Both meats take to sweetness and spice, and can stand up to pungent flavours such as a good, stinky blue cheese of the kind that is quite liable to crawl on to the plate of its own accord if you’ve left it to mature for long enough.
Kudu steak with blue cheese sauce
1 300g kudu loin steak each
1 medium onion
2 cloves garlic, utterly crushed
100g blue cheese of your choice
50ml dry white wine
Salt and pepper to taste
2 Tbs olive oil
1 or 2 Tbs butter
To make the sauce, simmer the onions and garlic in olive oil until soft, and deglaze with the wine. Cook until reduced by half, then add the cream, bring to a simmer and allow to simmer until it reduces and thickens, about 10 minutes at a gentle bubble.
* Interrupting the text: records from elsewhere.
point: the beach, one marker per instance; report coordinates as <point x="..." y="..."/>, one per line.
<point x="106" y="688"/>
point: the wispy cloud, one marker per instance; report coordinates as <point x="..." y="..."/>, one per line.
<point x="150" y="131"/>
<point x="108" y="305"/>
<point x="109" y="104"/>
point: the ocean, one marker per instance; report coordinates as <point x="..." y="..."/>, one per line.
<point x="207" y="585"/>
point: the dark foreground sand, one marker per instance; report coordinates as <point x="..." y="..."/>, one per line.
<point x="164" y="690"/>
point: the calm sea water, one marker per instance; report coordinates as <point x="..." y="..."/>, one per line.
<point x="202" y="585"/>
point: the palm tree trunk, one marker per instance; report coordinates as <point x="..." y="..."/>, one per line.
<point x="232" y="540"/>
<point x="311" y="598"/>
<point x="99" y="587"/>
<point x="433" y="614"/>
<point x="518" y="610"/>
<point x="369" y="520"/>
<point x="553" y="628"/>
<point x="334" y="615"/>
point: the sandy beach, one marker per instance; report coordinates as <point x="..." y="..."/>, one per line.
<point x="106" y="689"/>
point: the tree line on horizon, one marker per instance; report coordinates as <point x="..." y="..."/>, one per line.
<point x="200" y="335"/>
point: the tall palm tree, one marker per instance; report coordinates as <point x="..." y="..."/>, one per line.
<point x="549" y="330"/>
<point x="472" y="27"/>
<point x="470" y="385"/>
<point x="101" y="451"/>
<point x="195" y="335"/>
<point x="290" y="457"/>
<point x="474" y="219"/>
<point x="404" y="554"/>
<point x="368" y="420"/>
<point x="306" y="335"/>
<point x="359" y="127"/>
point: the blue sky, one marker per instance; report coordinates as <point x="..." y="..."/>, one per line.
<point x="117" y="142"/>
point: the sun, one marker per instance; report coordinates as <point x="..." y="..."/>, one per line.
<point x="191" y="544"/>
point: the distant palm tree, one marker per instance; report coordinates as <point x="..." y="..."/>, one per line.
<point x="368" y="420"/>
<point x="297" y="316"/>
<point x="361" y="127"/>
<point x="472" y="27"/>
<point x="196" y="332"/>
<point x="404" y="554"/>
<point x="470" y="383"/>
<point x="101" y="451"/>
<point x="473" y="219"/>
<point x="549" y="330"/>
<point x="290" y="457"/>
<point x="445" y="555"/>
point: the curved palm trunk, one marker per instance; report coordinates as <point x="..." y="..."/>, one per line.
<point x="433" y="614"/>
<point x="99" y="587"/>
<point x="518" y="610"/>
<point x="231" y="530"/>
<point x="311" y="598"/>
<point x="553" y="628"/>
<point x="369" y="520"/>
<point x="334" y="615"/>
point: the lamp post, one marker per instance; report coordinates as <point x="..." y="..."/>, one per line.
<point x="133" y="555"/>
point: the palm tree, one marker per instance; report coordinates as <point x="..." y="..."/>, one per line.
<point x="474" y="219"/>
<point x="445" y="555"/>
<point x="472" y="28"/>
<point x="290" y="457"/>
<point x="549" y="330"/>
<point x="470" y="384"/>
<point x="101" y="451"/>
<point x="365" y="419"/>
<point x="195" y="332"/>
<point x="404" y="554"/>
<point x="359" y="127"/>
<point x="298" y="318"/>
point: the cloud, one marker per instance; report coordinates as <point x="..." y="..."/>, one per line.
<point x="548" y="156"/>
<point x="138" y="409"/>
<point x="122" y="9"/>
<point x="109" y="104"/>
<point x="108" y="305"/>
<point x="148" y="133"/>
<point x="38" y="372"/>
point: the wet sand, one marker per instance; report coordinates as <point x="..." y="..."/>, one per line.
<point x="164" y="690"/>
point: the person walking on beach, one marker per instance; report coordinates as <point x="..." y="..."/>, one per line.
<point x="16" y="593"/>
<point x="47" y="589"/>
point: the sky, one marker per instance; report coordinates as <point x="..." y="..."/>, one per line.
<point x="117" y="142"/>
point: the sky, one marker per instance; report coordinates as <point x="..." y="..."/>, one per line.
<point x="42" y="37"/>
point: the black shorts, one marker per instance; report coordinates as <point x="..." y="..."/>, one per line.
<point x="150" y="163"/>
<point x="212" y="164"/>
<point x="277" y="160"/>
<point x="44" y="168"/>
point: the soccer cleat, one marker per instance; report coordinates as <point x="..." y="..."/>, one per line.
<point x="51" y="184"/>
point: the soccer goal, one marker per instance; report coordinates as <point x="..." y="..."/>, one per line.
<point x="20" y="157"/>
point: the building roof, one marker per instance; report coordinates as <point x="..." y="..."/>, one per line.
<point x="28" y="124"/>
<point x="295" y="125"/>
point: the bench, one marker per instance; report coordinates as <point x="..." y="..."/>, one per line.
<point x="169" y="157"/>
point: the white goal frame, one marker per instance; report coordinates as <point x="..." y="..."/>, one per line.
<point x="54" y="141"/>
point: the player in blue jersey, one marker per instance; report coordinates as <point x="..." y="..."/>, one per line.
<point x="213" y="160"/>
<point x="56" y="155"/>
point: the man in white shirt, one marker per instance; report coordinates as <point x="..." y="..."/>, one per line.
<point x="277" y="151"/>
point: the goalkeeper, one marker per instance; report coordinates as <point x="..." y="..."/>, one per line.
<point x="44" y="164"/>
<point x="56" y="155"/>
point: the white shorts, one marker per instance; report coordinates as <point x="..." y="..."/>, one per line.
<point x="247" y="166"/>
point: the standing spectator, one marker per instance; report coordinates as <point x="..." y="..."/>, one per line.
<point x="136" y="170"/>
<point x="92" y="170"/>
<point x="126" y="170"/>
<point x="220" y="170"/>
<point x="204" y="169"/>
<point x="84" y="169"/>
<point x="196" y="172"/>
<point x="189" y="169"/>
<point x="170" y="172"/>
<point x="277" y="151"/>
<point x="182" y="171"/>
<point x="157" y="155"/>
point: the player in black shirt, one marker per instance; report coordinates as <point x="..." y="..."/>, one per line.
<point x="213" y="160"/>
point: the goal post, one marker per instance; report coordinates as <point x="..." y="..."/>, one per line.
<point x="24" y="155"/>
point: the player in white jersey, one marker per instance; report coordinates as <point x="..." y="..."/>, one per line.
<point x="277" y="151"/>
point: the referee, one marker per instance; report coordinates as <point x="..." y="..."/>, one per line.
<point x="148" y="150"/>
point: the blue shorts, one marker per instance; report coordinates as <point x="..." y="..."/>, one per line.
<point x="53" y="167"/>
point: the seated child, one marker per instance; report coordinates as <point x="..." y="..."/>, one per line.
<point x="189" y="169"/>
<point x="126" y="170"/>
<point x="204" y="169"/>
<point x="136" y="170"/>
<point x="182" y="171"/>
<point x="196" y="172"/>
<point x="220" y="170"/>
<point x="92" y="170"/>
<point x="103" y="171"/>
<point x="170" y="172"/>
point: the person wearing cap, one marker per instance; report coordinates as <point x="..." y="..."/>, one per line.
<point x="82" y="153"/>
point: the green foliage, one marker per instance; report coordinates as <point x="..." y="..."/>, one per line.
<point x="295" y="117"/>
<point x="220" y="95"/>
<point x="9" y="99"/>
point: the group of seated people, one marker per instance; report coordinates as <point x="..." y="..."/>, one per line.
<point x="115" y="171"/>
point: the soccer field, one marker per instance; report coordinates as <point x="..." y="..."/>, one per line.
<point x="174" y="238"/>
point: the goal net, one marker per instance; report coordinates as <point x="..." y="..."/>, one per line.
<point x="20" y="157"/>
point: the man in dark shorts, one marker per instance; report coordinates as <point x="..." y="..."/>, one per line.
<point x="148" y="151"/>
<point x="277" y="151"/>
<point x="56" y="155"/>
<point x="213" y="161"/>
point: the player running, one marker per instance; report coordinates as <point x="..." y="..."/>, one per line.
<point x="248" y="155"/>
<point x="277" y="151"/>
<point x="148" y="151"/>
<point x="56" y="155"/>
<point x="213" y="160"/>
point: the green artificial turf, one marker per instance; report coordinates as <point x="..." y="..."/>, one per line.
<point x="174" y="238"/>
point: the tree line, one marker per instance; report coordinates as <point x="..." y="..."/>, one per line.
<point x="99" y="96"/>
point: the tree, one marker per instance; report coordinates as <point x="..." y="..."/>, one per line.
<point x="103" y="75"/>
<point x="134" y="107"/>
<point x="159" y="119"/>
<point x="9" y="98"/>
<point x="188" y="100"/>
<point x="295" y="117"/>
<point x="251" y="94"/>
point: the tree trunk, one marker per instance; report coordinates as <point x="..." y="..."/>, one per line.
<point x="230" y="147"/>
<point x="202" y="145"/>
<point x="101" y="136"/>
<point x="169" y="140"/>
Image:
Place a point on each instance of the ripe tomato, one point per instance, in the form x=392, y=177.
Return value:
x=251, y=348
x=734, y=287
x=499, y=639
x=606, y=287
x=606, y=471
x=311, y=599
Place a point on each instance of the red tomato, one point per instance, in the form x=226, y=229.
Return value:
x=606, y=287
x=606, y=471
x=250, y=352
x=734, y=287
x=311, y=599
Crumble in the blue cheese and stir until it has all been incorporated. Season with salt and pepper and leave to simmer on the lowest heat for about 10 to 15 minutes.
The flavours will intensify slowly during this process, but don’t forget about it. Once it tastes just right, both in flavour and texture, put a lid on and remove from the heat, to be reheated when you need it.
Cook the steaks – preferably on a griddle, to give it attractive char lines – in butter or butter and olive oil over a relatively high heat but not so high as to burn one side.
Place on the heated fat and leave – do not touch, Daisy – until little beads of ‘sweat’ start to show on the top side of the steak.
This is when to turn them and continue cooking the other side. You’ll have to judge the balance of the cooking time which depends on the thickness of the meat and how your guests want theirs cooked, but if any want them well done, show them the door.
Season with salt and pepper a minute or so before you take them off. Wrap tightly in foil for five minutes to rest the meat.
I did mine with vine tomatoes, which I simmered at a very gentle heat in vegetable stock and dry white wine into which I popped a handful of rosemary sprigs, and seasoned with salt and pepper.
They were wonderful and the bonus is that they double up as a garnish.